At least once before every Ironman event I like to do a "shorter" course. Typically that would be the Great White North triathlon, but this year none of the 70.3's worked for my schedule. Consequently I decided to run my own for the sake of testing my mechanics: the process of doing a triathlon. That day this year is tomorrow and as always the night before is one full of nervous energy.

First there's the mechanics as an athlete. Do I have my shorts and my watch and my goggles and my wetsuit (damn I forgot my earplug)? Do I have my bike and shoes and helmet and glasses. What about  7 hours of nutrition? Do I have my running shoes and hat and ibuprofen and salt?  Are they all in the right bags? Then there's nutrition and lifestyle. Am I eating, drinking and sleeping enough?  What time do I need to be awake? What time do I need to be asleep? What about my wife and my kids and the dog?  Do I have enough for breakfast without disrupting everyone at 5 am?  It's enough to drive you nuts even when you've done it a dozen times.

But this year I've added race organizer to the list of duties. Are the maps accurate? Does the support crew know the route? Do I have enough on-course water and powerade?  Do we have the locations of aid stops sufficiently well organized?

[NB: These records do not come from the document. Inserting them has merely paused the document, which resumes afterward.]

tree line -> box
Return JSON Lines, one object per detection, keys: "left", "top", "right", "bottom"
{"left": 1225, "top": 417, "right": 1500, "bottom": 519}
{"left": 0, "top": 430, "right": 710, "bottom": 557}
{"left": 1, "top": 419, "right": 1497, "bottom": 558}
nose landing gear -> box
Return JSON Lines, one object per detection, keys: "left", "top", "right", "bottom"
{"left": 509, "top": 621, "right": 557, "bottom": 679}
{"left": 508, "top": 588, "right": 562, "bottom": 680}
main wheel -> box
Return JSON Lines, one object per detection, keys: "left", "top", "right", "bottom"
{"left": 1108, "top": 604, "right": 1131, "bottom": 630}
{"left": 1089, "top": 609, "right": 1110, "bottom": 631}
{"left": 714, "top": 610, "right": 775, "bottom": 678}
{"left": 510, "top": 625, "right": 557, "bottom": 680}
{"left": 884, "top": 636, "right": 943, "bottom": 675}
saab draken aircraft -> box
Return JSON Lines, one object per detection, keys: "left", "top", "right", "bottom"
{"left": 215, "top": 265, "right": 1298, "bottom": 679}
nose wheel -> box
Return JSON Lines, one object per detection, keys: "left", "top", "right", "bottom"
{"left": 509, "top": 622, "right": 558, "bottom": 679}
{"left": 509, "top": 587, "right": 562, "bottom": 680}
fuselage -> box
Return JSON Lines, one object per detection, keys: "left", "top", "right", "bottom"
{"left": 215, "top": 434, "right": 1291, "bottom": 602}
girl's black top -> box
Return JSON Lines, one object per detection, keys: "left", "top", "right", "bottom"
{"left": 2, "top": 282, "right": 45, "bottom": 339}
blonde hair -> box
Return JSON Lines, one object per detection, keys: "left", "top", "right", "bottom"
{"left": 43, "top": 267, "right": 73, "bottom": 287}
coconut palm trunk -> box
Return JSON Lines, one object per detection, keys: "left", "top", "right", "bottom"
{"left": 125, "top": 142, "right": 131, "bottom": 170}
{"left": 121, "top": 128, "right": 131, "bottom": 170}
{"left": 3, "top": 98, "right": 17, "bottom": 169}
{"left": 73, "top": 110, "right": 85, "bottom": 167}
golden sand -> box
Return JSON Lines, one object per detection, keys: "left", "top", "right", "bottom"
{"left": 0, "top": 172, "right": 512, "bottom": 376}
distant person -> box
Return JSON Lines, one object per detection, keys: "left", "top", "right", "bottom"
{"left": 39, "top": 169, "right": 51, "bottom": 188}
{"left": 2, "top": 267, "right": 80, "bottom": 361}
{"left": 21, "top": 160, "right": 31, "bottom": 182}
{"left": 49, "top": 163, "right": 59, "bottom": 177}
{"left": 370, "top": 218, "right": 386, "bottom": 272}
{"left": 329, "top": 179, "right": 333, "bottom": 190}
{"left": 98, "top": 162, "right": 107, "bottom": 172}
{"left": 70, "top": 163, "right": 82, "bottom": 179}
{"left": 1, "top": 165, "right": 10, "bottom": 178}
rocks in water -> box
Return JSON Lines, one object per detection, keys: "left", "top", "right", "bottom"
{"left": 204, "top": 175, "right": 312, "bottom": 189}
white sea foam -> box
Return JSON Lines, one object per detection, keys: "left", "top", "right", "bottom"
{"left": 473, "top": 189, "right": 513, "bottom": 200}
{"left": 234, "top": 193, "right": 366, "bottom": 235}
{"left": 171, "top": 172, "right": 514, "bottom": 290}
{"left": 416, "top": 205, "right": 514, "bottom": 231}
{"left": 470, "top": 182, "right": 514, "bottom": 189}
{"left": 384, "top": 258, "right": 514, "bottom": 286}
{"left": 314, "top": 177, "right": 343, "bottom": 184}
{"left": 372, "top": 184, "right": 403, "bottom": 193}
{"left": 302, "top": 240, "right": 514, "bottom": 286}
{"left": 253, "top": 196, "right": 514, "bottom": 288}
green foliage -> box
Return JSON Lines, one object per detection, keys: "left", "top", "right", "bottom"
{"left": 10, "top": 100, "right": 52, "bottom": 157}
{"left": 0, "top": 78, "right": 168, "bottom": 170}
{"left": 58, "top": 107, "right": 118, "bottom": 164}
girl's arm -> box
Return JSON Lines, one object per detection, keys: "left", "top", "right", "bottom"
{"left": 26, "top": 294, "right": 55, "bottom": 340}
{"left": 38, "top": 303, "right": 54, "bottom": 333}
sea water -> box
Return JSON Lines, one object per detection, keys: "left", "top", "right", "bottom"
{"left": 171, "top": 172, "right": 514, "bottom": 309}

How unreasonable is traffic going to be?  And in both roles, what is the weather going to do?  In this case, I've had to move race day by two days because of torrential downpours. When you add it all up, I'm sure there's a totally unreasonable amount of cortisol running through my system.

At the end of the day, though, the point is to have all your failures happen before the big day. Tomorrow is the day that we've granted Murphy free reign. We can only hope that of the two days tomorrow is by far the worse. I can only hope that all the preparation has worked and that this time tomorrow I'm sitting down basking in a successful half ironman. And much like the subject of the famous poem, thinking through it all in my head soon gave me to know I have nothing to dread. To all a good night.